Icra subsequently withdrew due to the non-sale.

According to one critic who declined to be named, Liquiloans’ marketing material still contains statements of the rating. This, at the end of the day, is all that some LiquiLoans users care about. What happens at the backend is immaterial.

“I don’t understand it all. But I trust my distributor," said a senior citizen who was at LiquiLoan’s Pune conference.

According to Adukia, this is not the norm and most investors are aware of the risk and guided by financial intermediaries.

The convenience code

On the tax front, the interest is taxed at slab rate. However, tax isn’t deducted at source, which allows a cash-flow advantage to lenders and investors.

LiquiLoans supplies a statement to investors each year, enabling them to calculate and pay the tax. Many investors max out their exposure through multiple family members or the Hindu Undivided Family (HUF) model. This can also spread out the taxable income.

Much about the P2P lending business model resembles an actual bank. It takes money from retail investors and disburses it to small-ticket borrowers, keeping a part of the spread (as fees).

Through the use of its algorithm, LiquiLoan seems to have cracked the customer convenience code–few small investors want to themselves look through loan listings and give out small-ticket loans.

Read more: How to personally audit your financial life to ensure you are on track

LiquiLoans also makes no guarantees of interest or safety.

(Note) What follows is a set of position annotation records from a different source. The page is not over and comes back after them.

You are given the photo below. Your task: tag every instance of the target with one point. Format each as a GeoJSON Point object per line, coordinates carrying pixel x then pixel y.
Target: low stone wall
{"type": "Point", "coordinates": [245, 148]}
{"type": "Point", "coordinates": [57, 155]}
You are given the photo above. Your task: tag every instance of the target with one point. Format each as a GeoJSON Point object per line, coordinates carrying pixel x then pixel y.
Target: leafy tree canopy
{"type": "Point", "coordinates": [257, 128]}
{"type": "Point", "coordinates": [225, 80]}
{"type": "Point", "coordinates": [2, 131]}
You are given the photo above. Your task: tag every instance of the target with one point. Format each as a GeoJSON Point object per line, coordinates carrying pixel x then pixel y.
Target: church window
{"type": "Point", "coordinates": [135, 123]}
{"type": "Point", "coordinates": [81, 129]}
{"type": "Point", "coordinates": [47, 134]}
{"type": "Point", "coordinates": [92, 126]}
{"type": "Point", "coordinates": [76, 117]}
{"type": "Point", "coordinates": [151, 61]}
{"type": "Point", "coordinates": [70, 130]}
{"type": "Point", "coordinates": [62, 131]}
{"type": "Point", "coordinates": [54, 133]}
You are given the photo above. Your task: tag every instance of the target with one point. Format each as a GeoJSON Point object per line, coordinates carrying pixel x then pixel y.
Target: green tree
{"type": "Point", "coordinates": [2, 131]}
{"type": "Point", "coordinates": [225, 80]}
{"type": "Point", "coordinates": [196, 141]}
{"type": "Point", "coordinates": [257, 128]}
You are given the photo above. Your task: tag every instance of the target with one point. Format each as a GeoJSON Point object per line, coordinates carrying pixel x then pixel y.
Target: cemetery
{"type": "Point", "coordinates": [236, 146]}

But that really is the key question. Do investors understand the risk involved?

RBI rules impose a 50-lakh limit per investor on P2P loans. This means the product has to be pitched to middle-class and retail investors. For a wealthy investor with a 10-crore portfolio, 50 lakh may not move the needle.

This seems to be counterproductive. Institutional capital is more savvy. Retail investors entering through a mutual fund or NBFC might actually be safer than coming directly.

It will also be interesting to watch the path the regulator adopts as platforms scale–grant them a more formal banking license (global examples: LendingClub and Zopa) or continue to regulate them as P2P platforms.